GDB/GCC Compile and Execute Project

** DRAFT **

History and Genesis

The compile and execute project originated from the desire to reuse parts of the GCC language parser in GDB. Language parsing is a complex and involved task. In C++ especially, it is a fiendishly difficult problem, especially when parsing templates. Over the last few years there have been many C++ parsing bugs found in GDB, most of which are not easily solved. This accumulation of bugs, many of which exist to this day, has proven a less than ideal experience for GDB users.

Several projects have tried to solve this with the use of GCC language parsers. GCC, after all, has presumably already parsed and compiled the source previously. If we model GCC as an example of "best in the class" parser, the conclusion would be to reuse that parser in as many places as possible. There have been efforts to attempt this, but all of them run into two fundamental issues:

Most other projects relied on recompiling an expression within source code to provide context. GDB could then examine this new debug information. But source code is not always available, and with even a modestly sized project, the compilation and link step delay renders a poor user experience. Getting over these two obstacles has stymied previous efforts, and, to this day, GDB still relies on its own internal language parsers to examine an expression.

GDB's internal parsers get a lot of things right. But also, they get a lot of things wrong. It has to parse the expression “by hand”, figure out what is a symbol, the types, what is an inferior function call, etc. It also has to deal with various versions of languages. If GDB were to work around a C++ bug exposed in GCC, what then of newer GCC versions that fixed that bug? In short it can't work around these bugs because GCC changes (hopefully for the better!).
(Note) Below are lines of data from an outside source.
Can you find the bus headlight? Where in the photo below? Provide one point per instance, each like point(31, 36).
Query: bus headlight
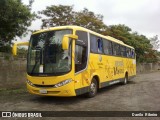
point(29, 82)
point(63, 83)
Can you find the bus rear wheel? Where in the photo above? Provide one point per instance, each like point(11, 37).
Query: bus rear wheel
point(92, 88)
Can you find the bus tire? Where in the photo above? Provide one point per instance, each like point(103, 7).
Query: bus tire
point(125, 81)
point(92, 88)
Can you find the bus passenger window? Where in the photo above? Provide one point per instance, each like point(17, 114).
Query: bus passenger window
point(81, 51)
point(107, 47)
point(93, 44)
point(80, 58)
point(100, 45)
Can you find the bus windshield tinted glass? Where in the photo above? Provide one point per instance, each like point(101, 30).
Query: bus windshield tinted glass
point(46, 56)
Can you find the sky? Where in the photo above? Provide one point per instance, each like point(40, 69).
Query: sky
point(142, 16)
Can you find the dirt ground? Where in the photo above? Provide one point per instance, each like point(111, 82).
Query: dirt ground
point(140, 94)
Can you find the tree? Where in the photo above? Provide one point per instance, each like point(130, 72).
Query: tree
point(155, 42)
point(15, 17)
point(90, 20)
point(64, 15)
point(57, 15)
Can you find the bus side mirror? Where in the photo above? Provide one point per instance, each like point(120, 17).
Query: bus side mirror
point(65, 40)
point(14, 48)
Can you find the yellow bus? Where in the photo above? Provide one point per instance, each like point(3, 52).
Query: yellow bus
point(72, 60)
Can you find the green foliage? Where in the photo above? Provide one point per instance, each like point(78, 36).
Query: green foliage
point(64, 15)
point(15, 17)
point(6, 49)
point(155, 42)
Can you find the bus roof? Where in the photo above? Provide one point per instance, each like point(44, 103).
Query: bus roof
point(83, 29)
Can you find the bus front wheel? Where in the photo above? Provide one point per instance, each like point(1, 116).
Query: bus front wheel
point(92, 88)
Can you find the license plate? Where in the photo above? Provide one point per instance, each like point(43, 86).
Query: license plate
point(43, 91)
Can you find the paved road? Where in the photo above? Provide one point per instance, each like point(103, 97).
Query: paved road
point(140, 94)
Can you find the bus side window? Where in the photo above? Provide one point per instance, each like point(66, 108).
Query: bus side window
point(93, 44)
point(132, 53)
point(107, 47)
point(123, 51)
point(128, 50)
point(100, 45)
point(114, 48)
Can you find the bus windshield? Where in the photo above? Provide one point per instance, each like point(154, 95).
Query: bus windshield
point(46, 56)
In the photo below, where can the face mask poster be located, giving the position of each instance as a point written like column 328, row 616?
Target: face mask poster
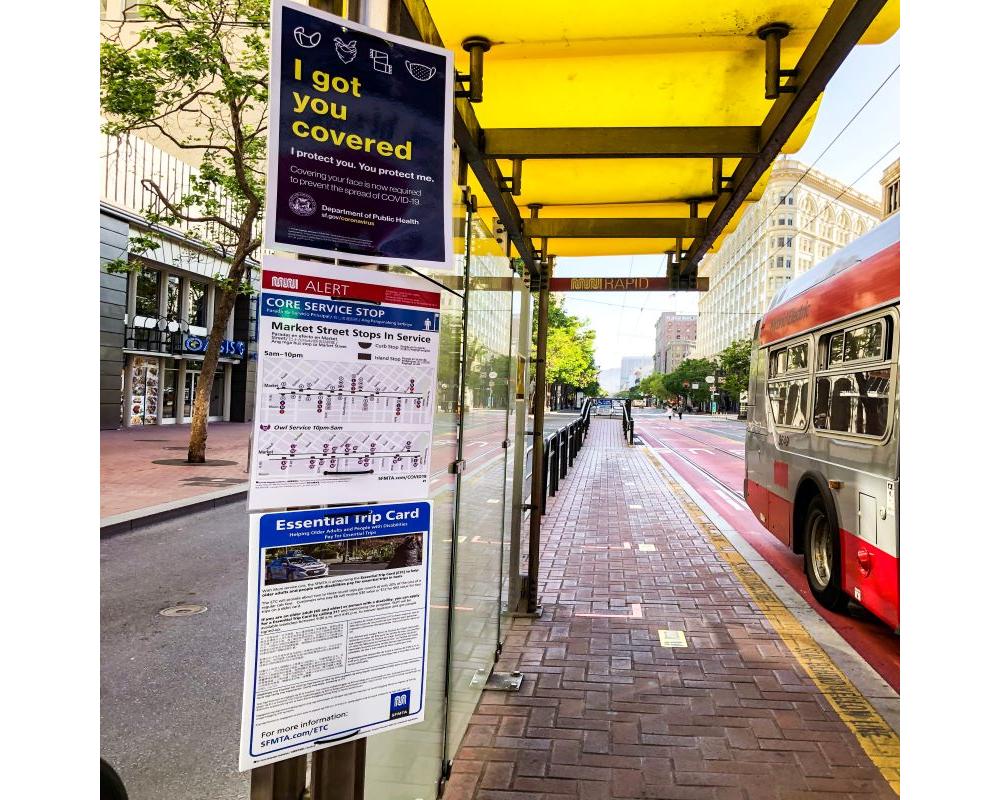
column 359, row 157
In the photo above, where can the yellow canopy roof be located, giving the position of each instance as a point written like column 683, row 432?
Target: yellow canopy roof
column 643, row 64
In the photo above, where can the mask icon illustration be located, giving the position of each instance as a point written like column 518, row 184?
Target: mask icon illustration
column 420, row 71
column 303, row 39
column 346, row 51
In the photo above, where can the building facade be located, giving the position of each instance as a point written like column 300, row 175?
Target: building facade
column 802, row 218
column 675, row 340
column 890, row 189
column 156, row 316
column 634, row 369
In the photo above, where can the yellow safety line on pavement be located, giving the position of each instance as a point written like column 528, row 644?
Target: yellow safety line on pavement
column 876, row 737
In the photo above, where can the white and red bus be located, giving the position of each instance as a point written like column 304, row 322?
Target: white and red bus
column 822, row 445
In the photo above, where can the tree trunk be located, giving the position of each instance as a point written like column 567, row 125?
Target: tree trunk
column 199, row 406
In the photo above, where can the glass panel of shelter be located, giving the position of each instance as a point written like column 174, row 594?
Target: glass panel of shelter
column 479, row 547
column 407, row 762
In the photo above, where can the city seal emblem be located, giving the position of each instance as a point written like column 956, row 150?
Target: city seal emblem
column 302, row 204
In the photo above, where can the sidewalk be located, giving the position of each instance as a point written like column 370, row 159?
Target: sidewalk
column 144, row 467
column 751, row 708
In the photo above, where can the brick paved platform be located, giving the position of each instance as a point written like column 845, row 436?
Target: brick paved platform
column 131, row 480
column 606, row 712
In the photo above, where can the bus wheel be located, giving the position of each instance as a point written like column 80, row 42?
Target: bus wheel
column 822, row 557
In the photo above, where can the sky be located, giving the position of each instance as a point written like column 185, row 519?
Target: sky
column 625, row 321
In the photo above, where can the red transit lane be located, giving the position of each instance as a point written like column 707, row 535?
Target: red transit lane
column 713, row 464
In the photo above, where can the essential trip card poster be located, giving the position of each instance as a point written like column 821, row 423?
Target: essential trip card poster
column 346, row 379
column 336, row 644
column 359, row 160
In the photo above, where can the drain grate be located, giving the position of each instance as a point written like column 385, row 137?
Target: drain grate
column 183, row 462
column 183, row 610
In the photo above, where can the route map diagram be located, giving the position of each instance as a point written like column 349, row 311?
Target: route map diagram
column 310, row 391
column 318, row 454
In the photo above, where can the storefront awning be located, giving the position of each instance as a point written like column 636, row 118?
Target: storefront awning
column 598, row 119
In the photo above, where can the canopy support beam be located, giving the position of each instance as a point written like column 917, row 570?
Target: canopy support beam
column 614, row 228
column 841, row 29
column 693, row 142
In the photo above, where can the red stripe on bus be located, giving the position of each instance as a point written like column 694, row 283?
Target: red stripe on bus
column 873, row 573
column 867, row 284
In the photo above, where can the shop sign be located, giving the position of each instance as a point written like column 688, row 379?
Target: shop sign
column 359, row 158
column 227, row 348
column 336, row 644
column 346, row 386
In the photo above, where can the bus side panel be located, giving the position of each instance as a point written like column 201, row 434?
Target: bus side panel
column 779, row 518
column 879, row 590
column 757, row 500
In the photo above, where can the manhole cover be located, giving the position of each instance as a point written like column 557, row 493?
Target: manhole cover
column 183, row 610
column 183, row 462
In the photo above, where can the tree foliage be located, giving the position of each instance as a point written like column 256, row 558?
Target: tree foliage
column 196, row 76
column 570, row 358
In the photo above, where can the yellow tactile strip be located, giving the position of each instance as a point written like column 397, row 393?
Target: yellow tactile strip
column 876, row 737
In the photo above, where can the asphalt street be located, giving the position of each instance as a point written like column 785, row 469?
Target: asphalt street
column 170, row 686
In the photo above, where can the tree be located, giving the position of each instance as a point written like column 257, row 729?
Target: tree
column 570, row 360
column 734, row 364
column 196, row 75
column 691, row 371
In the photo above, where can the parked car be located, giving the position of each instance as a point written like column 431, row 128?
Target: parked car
column 296, row 567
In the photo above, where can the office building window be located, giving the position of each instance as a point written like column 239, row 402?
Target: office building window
column 147, row 292
column 198, row 303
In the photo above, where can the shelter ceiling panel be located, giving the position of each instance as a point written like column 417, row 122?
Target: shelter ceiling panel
column 647, row 89
column 528, row 28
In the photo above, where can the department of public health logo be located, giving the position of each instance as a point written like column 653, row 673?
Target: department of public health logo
column 302, row 204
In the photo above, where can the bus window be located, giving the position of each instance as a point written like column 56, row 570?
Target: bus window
column 798, row 357
column 789, row 403
column 779, row 362
column 836, row 349
column 864, row 342
column 856, row 403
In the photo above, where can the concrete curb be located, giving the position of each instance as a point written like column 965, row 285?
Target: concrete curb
column 143, row 517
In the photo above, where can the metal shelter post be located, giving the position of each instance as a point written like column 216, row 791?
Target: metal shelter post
column 538, row 441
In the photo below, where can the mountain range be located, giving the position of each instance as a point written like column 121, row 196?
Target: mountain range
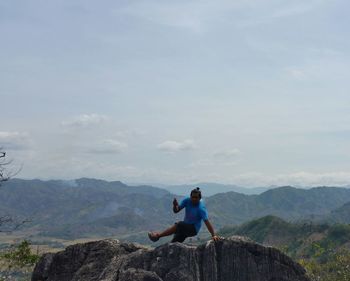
column 90, row 207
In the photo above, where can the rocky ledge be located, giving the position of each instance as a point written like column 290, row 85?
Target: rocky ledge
column 110, row 260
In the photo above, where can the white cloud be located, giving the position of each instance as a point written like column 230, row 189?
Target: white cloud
column 14, row 140
column 174, row 146
column 298, row 179
column 108, row 146
column 227, row 154
column 85, row 120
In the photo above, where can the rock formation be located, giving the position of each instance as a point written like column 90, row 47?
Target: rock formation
column 110, row 260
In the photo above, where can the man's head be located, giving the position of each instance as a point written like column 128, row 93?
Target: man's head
column 196, row 196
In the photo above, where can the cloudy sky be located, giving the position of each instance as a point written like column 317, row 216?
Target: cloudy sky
column 246, row 92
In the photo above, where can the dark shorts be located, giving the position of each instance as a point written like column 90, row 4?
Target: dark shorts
column 183, row 230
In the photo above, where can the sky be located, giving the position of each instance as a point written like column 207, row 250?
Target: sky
column 252, row 93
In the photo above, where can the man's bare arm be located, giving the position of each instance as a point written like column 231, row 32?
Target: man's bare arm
column 211, row 230
column 176, row 207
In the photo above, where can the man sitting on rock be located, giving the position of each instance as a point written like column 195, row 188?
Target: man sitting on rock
column 194, row 214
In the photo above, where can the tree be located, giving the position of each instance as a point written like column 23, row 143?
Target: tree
column 7, row 222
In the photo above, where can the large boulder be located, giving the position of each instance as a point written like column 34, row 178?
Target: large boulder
column 109, row 260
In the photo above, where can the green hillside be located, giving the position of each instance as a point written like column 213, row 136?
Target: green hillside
column 299, row 240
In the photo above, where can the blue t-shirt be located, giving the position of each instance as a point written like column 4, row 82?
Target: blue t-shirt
column 194, row 214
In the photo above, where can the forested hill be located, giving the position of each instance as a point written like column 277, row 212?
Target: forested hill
column 299, row 240
column 90, row 207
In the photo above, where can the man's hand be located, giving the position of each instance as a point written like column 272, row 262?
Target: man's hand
column 215, row 238
column 175, row 206
column 175, row 203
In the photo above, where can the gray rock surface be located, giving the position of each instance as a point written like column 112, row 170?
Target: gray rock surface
column 109, row 260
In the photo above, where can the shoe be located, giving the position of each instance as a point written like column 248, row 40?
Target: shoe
column 153, row 236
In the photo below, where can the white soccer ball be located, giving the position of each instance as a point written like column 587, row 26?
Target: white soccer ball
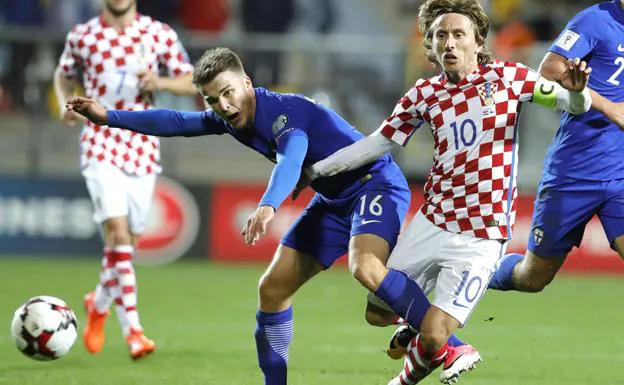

Backward engineering a complex (yes, C++, I come to you again), in an ever increasingly complex language through the murky lens of debug info results in a workman-like parser. It works with simple to medium complexity expressions, but tends to fail in complex scenarios. It sometimes fails in simple scenarios. Take a plain old C++ iterator:

(gdb) p it
$1 = 1
(gdb) p it+1
Attempt to take address of value not located in memory.

While there may be many internally technical reasons why that would not work in GDB, to the user, who just wants the iterator incremented, it is a GDB failure.

Project Approach

This project approaches the problem in a similar manner as the previous projects written above; it uses GCC to construct the meaning or value of a given expression by asking GCC to compile something. It just asks GCC to do the heavy-lifting. GDB then executes the produced object code, caches the return value and (in some cases) prints it.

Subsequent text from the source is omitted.